Modulation of MutS–mismatch-DNA complexes by nucleotide cofactors. An analysis by DNase I footprinting assay using substrate A. Footprinting was done following the formation of MutS–mismatch-DNA complexes in the presence of either ATP, ATPγS or ADP as described in Materials and Methods. Concentrations of nucleotides are expressed as µM. Footprint is located between the arrowheads, the nucleotide positions of which are numbered. Bottom strand labeled: (A) ATP, (B) ATPγS, (C) ADP. Top strand labeled: (D) (top and bottom strands are as described in Materials and Methods). Out of six lanes in each nucleotide set, the first three lanes are without MutS and the last three are with MutS.
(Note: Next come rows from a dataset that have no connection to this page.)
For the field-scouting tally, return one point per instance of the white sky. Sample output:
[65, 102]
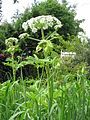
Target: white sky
[83, 9]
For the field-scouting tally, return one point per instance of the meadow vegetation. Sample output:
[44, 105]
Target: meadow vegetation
[60, 89]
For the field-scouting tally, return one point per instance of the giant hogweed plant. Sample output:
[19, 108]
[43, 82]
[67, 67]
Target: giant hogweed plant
[15, 62]
[45, 45]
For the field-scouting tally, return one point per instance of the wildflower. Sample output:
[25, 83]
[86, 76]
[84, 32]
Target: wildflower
[23, 35]
[42, 22]
[11, 41]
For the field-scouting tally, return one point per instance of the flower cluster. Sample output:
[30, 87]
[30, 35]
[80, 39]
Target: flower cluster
[11, 41]
[23, 35]
[41, 22]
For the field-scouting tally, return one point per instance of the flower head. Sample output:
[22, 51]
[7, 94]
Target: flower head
[41, 22]
[11, 41]
[23, 35]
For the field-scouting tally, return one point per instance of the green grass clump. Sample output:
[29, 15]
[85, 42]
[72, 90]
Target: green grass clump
[46, 99]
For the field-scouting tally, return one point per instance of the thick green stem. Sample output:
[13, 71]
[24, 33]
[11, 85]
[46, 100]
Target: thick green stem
[42, 32]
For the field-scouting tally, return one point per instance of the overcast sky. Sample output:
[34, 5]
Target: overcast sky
[83, 9]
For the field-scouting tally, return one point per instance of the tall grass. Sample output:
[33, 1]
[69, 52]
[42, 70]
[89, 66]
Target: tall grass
[46, 99]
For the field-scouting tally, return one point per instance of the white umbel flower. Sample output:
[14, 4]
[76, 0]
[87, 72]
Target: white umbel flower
[42, 22]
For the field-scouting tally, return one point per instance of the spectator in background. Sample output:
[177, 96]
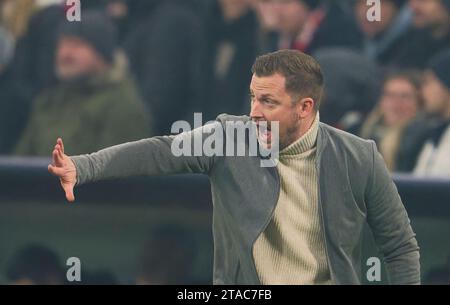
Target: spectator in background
[434, 159]
[399, 105]
[382, 39]
[166, 48]
[35, 265]
[28, 74]
[429, 35]
[308, 25]
[268, 25]
[95, 99]
[15, 15]
[232, 31]
[351, 87]
[167, 257]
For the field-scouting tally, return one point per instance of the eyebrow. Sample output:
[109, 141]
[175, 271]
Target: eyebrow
[267, 95]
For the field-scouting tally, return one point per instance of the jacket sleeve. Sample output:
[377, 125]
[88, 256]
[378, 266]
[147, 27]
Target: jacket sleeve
[390, 225]
[152, 156]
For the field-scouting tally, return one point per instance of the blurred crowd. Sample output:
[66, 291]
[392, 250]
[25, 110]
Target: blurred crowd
[133, 67]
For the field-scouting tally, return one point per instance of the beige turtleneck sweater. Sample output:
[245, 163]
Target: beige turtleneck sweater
[292, 248]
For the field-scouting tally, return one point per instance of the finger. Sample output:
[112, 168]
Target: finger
[58, 160]
[60, 152]
[60, 142]
[55, 170]
[69, 193]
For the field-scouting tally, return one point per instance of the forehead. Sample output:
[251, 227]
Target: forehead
[274, 84]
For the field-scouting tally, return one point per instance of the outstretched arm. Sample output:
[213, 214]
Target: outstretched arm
[152, 156]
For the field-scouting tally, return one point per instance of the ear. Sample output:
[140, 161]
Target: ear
[305, 107]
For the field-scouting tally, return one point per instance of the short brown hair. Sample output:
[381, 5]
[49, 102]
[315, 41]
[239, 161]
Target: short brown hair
[302, 72]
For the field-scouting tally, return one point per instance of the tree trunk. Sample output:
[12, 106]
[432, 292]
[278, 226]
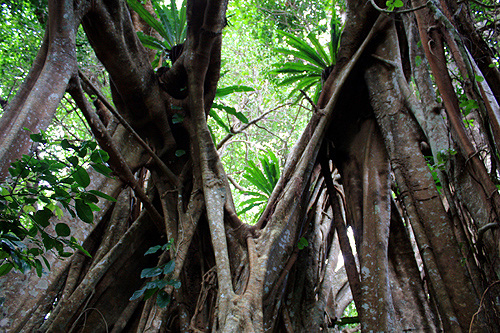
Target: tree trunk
[238, 277]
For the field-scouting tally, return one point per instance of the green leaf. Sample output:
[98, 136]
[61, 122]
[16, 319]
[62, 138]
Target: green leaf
[151, 42]
[84, 211]
[63, 230]
[99, 156]
[221, 92]
[219, 121]
[148, 18]
[103, 195]
[319, 49]
[306, 52]
[102, 169]
[81, 176]
[230, 110]
[74, 244]
[150, 272]
[42, 217]
[162, 299]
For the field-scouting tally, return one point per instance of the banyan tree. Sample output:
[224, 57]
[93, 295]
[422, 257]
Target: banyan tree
[388, 154]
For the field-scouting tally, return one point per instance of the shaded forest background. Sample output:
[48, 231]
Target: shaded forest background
[278, 166]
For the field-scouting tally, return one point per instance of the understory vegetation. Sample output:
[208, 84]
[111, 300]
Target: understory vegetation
[278, 166]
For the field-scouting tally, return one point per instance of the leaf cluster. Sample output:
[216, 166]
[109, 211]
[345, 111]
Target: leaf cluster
[308, 60]
[171, 26]
[38, 186]
[264, 180]
[158, 285]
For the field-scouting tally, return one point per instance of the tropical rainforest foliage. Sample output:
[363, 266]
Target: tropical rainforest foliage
[187, 166]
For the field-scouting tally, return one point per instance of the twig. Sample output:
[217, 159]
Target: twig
[116, 160]
[170, 175]
[244, 127]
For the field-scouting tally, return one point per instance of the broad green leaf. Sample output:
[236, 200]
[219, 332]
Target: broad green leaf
[221, 92]
[81, 177]
[319, 49]
[169, 267]
[150, 272]
[307, 52]
[151, 42]
[102, 169]
[63, 230]
[37, 137]
[42, 217]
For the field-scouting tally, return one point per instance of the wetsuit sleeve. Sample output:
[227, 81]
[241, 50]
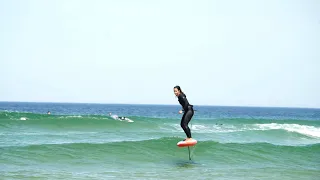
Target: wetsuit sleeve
[186, 103]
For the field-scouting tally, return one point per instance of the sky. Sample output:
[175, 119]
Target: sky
[221, 52]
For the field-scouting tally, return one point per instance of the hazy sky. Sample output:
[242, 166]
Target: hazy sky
[221, 52]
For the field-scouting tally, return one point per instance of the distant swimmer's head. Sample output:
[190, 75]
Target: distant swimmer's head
[177, 90]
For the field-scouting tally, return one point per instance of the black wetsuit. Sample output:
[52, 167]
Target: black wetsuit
[187, 115]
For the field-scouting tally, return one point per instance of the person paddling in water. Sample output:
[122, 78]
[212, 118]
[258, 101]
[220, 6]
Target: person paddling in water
[188, 111]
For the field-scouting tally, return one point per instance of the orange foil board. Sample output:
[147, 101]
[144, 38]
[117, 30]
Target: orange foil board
[187, 143]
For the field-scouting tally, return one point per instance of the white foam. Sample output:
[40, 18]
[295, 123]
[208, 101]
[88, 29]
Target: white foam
[23, 118]
[301, 129]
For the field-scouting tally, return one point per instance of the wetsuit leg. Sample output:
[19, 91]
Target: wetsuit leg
[185, 121]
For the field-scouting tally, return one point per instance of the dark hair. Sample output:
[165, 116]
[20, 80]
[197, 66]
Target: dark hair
[178, 87]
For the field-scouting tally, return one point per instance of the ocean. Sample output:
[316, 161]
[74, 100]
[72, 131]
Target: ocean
[80, 141]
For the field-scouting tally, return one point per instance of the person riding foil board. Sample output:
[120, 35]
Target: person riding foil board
[187, 109]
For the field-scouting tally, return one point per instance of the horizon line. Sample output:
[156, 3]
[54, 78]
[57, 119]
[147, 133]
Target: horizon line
[203, 105]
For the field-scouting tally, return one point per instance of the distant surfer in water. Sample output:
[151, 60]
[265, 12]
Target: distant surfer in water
[121, 118]
[188, 111]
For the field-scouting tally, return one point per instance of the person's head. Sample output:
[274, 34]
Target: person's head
[177, 90]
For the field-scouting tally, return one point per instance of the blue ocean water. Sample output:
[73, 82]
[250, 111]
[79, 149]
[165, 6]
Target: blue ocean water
[80, 141]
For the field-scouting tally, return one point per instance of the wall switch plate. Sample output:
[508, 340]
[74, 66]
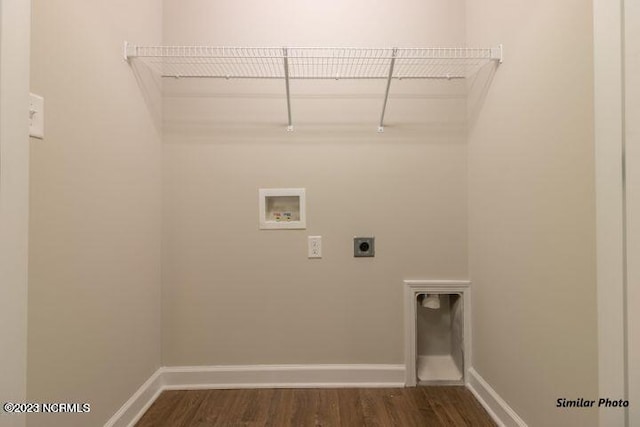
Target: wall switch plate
[364, 247]
[314, 246]
[36, 116]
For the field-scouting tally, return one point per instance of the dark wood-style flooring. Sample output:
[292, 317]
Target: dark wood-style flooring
[406, 407]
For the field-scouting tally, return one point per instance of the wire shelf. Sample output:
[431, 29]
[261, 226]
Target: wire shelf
[299, 63]
[312, 62]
The results with ATP versus ATPγS show that although ATPγS brings about a complete dissociation of the protein from the heteroduplex, ATP does not do so. Retention of the footprint in the presence of ATP indicates a steady-state association of MutS with the mismatch. Is this due to the short size of the heteroduplex used where MutS fortuitously comes back onto the same mismatch? The duplex used here is marginally bigger than the site-size of MutS and therefore provides no other target for binding. In order to investigate this possibility, we repeated the footprinting experiment with a longer duplex (61 bp) (substrate B; see Materials and Methods). This duplex is identical to the former one (substrate A) in the middle, but has extra sequences on either side such that the mismatch is now centrally located. As with the shorter one, the longer duplex also showed a marginal loss of the footprint towards the 5′ half upon the addition of ATP (Fig. 4). However, the loss was not complete and the effect was only partial. So, the effect of ATP on the status of MutS–mismatch-DNA complex was qualitatively similar to that obtained with short duplex substrate. With the long substrate (as with the shorter one), it was observed that there was a retention of the footprint in the presence of ADP while a complete loss of the same ensued following the addition of ATPγS. All the results with long duplex which corroborated well with those obtained with the short duplex revealed that MutS, in the presence of ATP, retains the ability to interact with a mismatch in preference to homoduplex.
Figure 4.
Footprinting assay to monitor the modulation of MutS by nucleotide cofactors on a longer substrate (substrate B). The assay was carried out in the presence of either ATP or ATPγS or ADP at indicated concentrations. Footprint position is indicated by a bracket.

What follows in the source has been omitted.